Pelabuhan LIverpool
Senja, 22 maret 1994
Awan tak kelihatan. Hanya tampak birunya langit yang membentang tanpa batas, hanya berbatas sepanjang jangkauan bola mata yang masih mengamat-amati keadaan pelabuhan. Vito bahagia tinggal di tempat ini yang baginya adalah tempat terbaik di dunia: kota yang permai di pagi hari, damai di siang hari, ramai di sore hari dan sunyi ketika malam mulai menua.
Bekerja di pelabuhan membuatnya dapat melihat beribu-ribu wajah baru hampir setiap hari.
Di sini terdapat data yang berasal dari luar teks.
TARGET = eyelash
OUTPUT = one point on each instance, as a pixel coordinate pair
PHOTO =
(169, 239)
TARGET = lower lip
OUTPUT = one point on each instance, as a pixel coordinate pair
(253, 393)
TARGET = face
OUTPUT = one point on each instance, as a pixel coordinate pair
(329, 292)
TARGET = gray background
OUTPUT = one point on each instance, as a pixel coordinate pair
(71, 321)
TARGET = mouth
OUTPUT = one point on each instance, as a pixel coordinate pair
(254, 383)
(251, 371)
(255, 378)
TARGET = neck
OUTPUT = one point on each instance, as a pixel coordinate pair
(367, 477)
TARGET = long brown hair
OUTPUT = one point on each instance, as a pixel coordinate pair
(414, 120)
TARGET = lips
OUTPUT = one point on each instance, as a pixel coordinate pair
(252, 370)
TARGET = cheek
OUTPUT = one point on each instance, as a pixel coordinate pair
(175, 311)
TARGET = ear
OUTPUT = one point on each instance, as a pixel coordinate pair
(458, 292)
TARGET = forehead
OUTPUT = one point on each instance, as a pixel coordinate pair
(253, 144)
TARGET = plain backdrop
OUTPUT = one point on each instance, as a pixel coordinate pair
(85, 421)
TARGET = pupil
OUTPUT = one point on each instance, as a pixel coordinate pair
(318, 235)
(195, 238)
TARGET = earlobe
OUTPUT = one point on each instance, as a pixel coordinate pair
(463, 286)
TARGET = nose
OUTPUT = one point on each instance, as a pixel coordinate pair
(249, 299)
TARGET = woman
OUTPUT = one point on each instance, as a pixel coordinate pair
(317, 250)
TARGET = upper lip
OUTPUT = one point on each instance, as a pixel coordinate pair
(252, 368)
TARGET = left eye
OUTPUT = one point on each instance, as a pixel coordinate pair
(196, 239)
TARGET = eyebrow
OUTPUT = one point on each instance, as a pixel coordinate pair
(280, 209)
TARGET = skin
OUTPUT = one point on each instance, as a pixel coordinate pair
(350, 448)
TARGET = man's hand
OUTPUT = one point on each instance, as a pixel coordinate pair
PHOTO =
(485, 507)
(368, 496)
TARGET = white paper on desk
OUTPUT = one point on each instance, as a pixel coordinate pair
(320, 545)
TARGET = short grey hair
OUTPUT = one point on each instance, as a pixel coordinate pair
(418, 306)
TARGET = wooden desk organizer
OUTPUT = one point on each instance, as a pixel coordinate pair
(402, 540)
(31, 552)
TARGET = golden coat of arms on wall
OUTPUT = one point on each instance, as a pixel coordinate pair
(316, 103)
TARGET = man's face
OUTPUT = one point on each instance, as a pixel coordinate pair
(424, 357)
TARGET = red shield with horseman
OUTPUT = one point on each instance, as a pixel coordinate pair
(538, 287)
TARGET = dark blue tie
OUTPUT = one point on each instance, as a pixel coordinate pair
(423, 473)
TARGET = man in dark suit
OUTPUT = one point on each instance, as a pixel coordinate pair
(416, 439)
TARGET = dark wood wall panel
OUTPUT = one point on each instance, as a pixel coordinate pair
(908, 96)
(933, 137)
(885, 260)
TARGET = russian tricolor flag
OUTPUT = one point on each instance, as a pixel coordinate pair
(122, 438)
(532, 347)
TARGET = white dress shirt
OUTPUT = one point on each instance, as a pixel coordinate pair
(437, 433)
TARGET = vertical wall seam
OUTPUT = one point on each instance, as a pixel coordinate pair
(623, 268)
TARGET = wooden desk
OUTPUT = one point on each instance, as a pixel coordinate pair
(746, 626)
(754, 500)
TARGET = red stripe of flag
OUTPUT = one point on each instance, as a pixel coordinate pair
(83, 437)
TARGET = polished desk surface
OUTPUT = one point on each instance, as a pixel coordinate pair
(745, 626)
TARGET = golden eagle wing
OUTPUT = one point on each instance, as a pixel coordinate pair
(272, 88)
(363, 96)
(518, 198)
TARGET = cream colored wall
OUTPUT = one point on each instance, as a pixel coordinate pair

Wajah orang-orang yang datang dan pergi tanpa meninggalkan bekas apa pun dalam ingatannya, yang selalu ia nantikan setiap bekerja ialah akhir pekan, agar dia bisa pergi ke Anfield[1], untuk menonton pertandingan Liverpool FC yang terkenal itu, atau ke gedung konser untuk menyaksikan grup-grup band baru yang berharap dapat mencapai kepopuleran luar biasa seperti The Beatles, grub band asal Liverpool yang telah jadi lagenda musik dunia itu.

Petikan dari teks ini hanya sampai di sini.